Tournament officials are expecting 2,500 volunteers to donate their time during the tournament, which will be televised for more than 14 hours on NBC and ESPN2 to more than 100 countries.
“It takes a whole lot of people to make this come off,” said Janet Yowell, Edmond Economic Development Authority executive director. “They have planned for everything.”
‘A big deal’
Volunteers and spectators are expected to come to Edmond from 40 states.
“It is very exciting,” said Frank Naifeh, whose home is adjacent to what will be the No. 2 hole for the tournament. He will oversee 350 volunteers who will help with security, access, medical care and golf carts.
“We have been meeting, and the volunteers are ready to go,” Naifeh said.
Among them is his wife, Saundra Naifeh, former mayor and a board member of Edmond Beautiful, the group that urged residents to plant flowers throughout town to match the tournament’s colors.
Chris Palmer, a co-chairman of 1,500 of the volunteers, will oversee the marshals, merchandise tent, front gate and requirements of the Americans with Disabilities Act. He said finding volunteers wasn’t tough.

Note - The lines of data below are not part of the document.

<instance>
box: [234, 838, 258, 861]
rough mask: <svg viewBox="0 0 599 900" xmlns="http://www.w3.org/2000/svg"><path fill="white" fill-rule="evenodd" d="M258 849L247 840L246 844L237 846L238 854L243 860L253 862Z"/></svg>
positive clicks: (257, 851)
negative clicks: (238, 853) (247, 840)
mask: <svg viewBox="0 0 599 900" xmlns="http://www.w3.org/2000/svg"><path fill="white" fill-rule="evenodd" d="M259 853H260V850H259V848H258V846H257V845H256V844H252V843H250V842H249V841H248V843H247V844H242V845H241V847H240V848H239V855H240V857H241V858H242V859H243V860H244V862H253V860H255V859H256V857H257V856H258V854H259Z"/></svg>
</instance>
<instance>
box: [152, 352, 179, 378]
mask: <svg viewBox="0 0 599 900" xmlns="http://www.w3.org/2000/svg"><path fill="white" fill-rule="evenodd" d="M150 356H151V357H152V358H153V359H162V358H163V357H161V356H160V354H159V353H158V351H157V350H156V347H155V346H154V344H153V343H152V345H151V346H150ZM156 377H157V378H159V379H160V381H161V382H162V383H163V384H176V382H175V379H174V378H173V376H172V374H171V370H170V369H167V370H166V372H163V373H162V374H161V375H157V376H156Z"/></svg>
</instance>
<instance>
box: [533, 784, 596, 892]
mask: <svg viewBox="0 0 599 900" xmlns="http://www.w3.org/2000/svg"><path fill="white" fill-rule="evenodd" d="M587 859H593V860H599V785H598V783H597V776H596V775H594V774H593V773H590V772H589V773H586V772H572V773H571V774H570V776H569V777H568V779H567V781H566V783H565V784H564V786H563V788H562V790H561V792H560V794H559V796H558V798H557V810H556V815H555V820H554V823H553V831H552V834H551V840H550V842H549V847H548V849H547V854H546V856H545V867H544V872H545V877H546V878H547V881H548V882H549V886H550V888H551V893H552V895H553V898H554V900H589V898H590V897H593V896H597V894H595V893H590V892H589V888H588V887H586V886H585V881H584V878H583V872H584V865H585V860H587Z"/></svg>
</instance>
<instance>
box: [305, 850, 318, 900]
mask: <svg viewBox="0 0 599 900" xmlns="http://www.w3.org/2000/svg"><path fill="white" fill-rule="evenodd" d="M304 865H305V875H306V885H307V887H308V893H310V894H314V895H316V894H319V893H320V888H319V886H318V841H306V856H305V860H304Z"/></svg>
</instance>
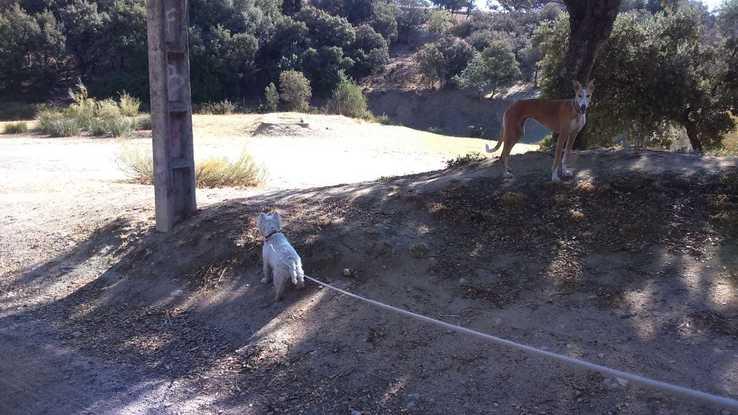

“People love to do it,” Palmer said. “Golf in Edmond is a great thing. We are very excited for it to get going. It is a big deal to Edmond and a big deal to Oklahoma.”
Frank Naifeh, an avid golfer, is as excited about being a volunteer co-chair as he is about a tournament where big names like Fred Couples, Colin Montgomerie, Bernhard Langer and Scott Verplank will be playing.
“The golf course is pristine; it is just like carpet,” he said.
An Edmond Economic Development Authority study calculated the economic impact to the city will be $12.9 million. The event likely will generate 152 jobs and almost $3.9 million. Lodging taxes are expected to bring in $86,026.
Edmond officials have applied for reimbursement under the new Oklahoma Quality Events Act. Edmond could get up to $250,000, Yowell said.
City Manager Larry Stevens, another avid golfer, said at least 10 department heads are involved and some city employees have volunteered.
“There has been a large amount of coordination,” Stevens said. “This is a good opportunity for us to showcase Edmond.”
Ready to go
Championship director Jeff Ewing,who moved to Edmond three years ago to plan the event, agrees the city has done a good job preparing for the prestigious tournament.
“They have been there through the entire process,” Ewing said. “There has been a spirit of cooperation. I think everyone is looking forward to it.”
Edmond Electric workers recently finished improvements to the electrical infrastructure at Oak Tree National. The improvements are permanent, unlike the work that was done in 2006 when the Senior PGA Championship was held in Edmond.
“We made them more permanent with the anticipation that there will be more events at Oak Tree National,” said Edmond Electric Director Glenn Fisher, another avid golfer. “We support the tournament, and we want to make sure there is power out there.”
Edmond police officers are joining forces with Oklahoma Highway Patrol troopers and Oklahoma County sheriff’s deputies to make sure security, traffic and parking go as planned.
“We have been working closely with the championship staff on the most effective parking and traffic plan to ensure the utmost safety of all attendees, as well as minimal impact on the local residents,” Police Chief Bob Ricks said.
“We want people to have a good time,” said the chief, another big golfer. “This is a significant event for Edmond and Oklahoma.”